The primary challenges in photovoltaic solar energy include toxicity, stability, and the cost of solar cells. To address these issues, we propose the use of noble metal halide double perovskites, which are lead-free. CS2CuSbCl6 stands out as a popular absorber due to its huge bandgap, high absorption coefficient, and affordable price. Our research analyzes and simulates solar cells with Cs₂CuSbCl₆ as the absorber material, utilizing SCAPS-1D software. Along with AZnO for the electron transport layer (ETL), we assess the material's stability and suggest less expensive substitutes for hole transport materials (HTLs) such as Spiro-OMeTAD, MoO₃, NiO, Cu2O, and CuSCN. Our goal is to find the ideal values for important photovoltaic parameters to increase the efficiency of the suggested solar cells.
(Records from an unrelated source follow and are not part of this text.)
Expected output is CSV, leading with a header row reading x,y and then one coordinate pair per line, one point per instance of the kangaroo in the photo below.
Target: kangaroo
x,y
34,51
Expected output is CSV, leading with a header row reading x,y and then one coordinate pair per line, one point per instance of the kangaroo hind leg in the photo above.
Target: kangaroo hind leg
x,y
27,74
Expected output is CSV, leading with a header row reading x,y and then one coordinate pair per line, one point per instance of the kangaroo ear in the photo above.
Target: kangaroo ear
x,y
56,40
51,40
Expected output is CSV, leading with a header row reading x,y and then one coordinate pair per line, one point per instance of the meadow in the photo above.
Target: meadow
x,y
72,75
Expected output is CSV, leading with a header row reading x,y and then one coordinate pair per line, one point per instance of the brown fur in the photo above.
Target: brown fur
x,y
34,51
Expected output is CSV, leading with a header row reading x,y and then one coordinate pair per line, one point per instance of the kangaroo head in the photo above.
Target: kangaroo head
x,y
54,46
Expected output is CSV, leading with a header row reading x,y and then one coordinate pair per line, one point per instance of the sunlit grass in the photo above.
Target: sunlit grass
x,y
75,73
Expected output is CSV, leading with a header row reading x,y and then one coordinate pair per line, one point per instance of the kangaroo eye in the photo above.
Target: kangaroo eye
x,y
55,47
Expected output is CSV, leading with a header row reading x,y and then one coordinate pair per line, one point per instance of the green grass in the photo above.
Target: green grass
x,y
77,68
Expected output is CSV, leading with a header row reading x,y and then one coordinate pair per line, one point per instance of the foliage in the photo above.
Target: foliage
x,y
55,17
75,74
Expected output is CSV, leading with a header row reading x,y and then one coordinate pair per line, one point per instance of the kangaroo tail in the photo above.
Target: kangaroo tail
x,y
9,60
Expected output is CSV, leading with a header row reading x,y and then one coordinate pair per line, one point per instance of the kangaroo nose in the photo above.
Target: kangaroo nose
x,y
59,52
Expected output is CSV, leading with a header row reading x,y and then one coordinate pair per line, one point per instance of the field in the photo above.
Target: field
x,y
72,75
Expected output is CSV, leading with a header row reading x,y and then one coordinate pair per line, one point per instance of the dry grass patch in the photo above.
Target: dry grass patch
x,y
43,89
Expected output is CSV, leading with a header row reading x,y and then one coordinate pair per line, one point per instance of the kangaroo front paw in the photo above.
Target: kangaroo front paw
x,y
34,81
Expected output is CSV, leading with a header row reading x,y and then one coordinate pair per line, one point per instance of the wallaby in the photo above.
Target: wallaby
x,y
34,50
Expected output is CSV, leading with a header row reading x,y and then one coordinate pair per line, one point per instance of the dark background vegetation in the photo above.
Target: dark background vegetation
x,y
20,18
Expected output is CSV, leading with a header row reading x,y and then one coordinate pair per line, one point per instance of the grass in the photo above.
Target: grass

This entails examining how the thickness, temperature, and doping level affect the properties of the solar cell. Furthermore, numerous feasible back electrodes are investigated and their impact on performance is assessed to replace the pricey gold (Au) electrode. We discovered that the optimal configuration for Cs2CuSbCl6 is C (metal back contact)/MoO3 (HTM)/Cs2CuSbCl6 (Absorber)/AZnO (ETM)/FTO, resulting in 300 K performance. PCE: 27.56%, Voc: 1.47 V, Jsc: 20.66 mA/cm2, and FF 89.83%.